Melnyk is an editor of five books and has authored more than 315 publications; she also received two Book of the Year awards from American Journal of Nursing. She is a frequent keynote speaker and has consulted with hundreds of healthcare systems and academic institutions throughout the nation and world on how to implement EBP.
Prior to joining OSU in 2011, Melnyk was dean and distinguished foundation professor in nursing at the College of Nursing and Health Innovation at Arizona State University. She also was a professor at her alma mater, the University of Rochester in New York, for several years, with faculty appointments to the School of Nursing and School of Medicine & Dentistry. Additional roles included serving as Rochester’s associate dean for research and director of the Center for Research and Evidence-Based Practice and the Pediatric Nurse Practitioner Program. Her nursing career began as a critical care nurse and pediatric nurse practitioner at hospitals and in private practice in Pennsylvania and New York
Melnyk earned a Bachelor of Science in Nursing from West Virginia University, a Master of Science with a specialization in nursing care of children and pediatric nurse practitioner from the University of Pittsburgh, and a PhD in clinical research from the University of Rochester – where she also completed a post-master’s certificate as a psychiatric mental health nurse practitioner.

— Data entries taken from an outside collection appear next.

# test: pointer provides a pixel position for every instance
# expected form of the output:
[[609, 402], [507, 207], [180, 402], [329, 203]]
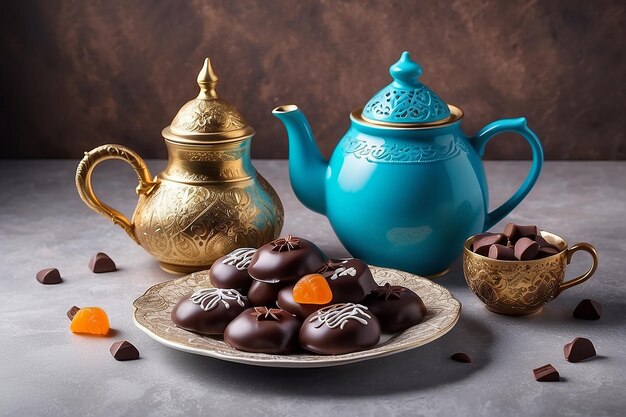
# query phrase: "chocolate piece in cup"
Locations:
[[287, 303], [397, 308], [264, 293], [101, 262], [340, 328], [49, 276], [349, 280], [231, 271], [501, 252], [264, 330], [578, 350], [483, 242], [546, 373], [526, 249], [588, 310], [286, 259], [208, 310]]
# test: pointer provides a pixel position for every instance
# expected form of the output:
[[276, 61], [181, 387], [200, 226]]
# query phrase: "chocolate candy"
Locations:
[[340, 328], [461, 357], [588, 310], [578, 350], [286, 302], [546, 373], [265, 330], [501, 252], [483, 242], [264, 293], [349, 280], [49, 276], [526, 249], [397, 308], [286, 259], [101, 262], [209, 310], [72, 312], [124, 351], [514, 232], [231, 271]]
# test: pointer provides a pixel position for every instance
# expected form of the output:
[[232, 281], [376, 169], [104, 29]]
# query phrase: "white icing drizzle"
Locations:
[[343, 271], [338, 315], [209, 298], [240, 258]]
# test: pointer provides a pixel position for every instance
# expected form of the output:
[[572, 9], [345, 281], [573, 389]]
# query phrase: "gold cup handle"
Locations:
[[589, 248], [85, 189]]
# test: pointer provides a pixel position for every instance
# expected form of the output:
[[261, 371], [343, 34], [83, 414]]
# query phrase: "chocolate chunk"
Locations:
[[483, 242], [526, 249], [101, 262], [588, 310], [546, 373], [578, 350], [72, 312], [501, 252], [49, 276], [461, 357], [124, 351]]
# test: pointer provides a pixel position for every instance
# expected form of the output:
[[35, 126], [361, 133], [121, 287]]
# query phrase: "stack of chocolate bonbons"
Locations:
[[288, 295], [515, 243]]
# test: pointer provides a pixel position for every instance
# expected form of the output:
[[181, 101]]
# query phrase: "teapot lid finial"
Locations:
[[406, 102], [207, 80]]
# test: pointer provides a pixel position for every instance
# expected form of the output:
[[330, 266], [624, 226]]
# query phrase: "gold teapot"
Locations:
[[208, 201]]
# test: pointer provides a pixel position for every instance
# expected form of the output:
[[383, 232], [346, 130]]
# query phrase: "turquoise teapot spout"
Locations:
[[405, 187]]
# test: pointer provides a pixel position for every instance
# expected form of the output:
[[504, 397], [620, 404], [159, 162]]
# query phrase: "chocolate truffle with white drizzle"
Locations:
[[286, 259], [231, 271], [340, 328], [208, 310], [350, 280]]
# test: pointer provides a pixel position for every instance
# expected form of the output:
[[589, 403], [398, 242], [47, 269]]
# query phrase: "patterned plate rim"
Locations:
[[444, 313]]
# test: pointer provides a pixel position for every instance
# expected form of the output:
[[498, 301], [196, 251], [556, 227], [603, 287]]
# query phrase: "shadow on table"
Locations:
[[421, 368]]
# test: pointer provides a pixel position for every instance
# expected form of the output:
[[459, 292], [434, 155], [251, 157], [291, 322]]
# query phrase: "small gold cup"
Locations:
[[523, 287]]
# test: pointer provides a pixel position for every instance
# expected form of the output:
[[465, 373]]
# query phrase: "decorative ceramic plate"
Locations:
[[152, 315]]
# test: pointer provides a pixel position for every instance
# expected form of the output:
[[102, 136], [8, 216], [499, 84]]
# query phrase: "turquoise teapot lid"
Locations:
[[406, 101]]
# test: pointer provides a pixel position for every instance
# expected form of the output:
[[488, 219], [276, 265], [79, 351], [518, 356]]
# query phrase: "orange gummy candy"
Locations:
[[92, 320], [312, 289]]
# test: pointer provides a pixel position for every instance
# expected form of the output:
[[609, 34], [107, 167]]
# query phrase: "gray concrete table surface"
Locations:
[[45, 370]]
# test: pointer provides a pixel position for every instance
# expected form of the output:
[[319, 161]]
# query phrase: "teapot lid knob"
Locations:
[[405, 71], [207, 80]]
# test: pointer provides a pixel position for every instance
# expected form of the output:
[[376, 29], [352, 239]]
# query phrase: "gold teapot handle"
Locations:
[[85, 189]]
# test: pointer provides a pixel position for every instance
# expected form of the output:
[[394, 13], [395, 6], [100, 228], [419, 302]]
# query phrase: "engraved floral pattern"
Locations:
[[153, 309], [407, 154]]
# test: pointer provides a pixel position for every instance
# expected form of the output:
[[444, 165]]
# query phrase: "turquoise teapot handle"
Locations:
[[520, 127]]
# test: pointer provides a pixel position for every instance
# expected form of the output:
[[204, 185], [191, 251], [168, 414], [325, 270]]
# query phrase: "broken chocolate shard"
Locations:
[[578, 350], [526, 249], [49, 276], [546, 373], [588, 310], [124, 351], [501, 252], [461, 357], [101, 262], [72, 312]]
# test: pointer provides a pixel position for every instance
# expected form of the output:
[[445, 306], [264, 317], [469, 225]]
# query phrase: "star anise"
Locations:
[[387, 291], [284, 244], [264, 313]]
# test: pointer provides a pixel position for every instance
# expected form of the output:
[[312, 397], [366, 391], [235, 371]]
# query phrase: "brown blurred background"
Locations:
[[76, 74]]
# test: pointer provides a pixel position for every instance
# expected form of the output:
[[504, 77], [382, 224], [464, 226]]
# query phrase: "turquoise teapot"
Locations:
[[405, 187]]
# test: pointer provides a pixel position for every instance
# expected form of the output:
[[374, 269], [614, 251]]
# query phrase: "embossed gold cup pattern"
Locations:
[[523, 287], [208, 201]]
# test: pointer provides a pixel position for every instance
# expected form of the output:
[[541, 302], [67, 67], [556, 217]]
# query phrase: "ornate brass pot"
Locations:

About the AACN Pioneering Spirit Award: The annual AACN Pioneering Spirit Award recognizes significant contributions that influence high-acuity and critical care nursing regionally and nationally, and relate to AACN’s mission, vision and values. Recipients of this Visionary Leadership Award come from business, academia and healthcare, and receive a plaque and $1,000 honorarium at the National Teaching Institute & Critical Care Exposition. Other Visionary Leadership awards, AACN’s highest honor, include AACN’s Lifetime Member Award and the Marguerite Rodgers Kinney Award for a Distinguished Career.
About the National Teaching Institute & Critical Care Exposition: Established in 1974, AACN’s National Teaching Institute & Critical Care Exposition (NTI) represents the world’s largest educational conference and trade show for nurses who care for acutely and critically ill patients and their families. Bedside nurses, nurse educators, nurse managers, clinical nurse specialists and nurse practitioners attend NTI.
About the American Association of Critical-Care Nurses: Founded in 1969 and based in Aliso Viejo, California, the American Association of Critical-Care Nurses (AACN) is the largest specialty nursing organization in the world. AACN represents the interests of more than half a million acute and critical care nurses and has more than 200 chapters throughout the United States. The organization’s vision is to create a healthcare system driven by the needs of patients and their families in which acute and critical care nurses make their optimal contribution.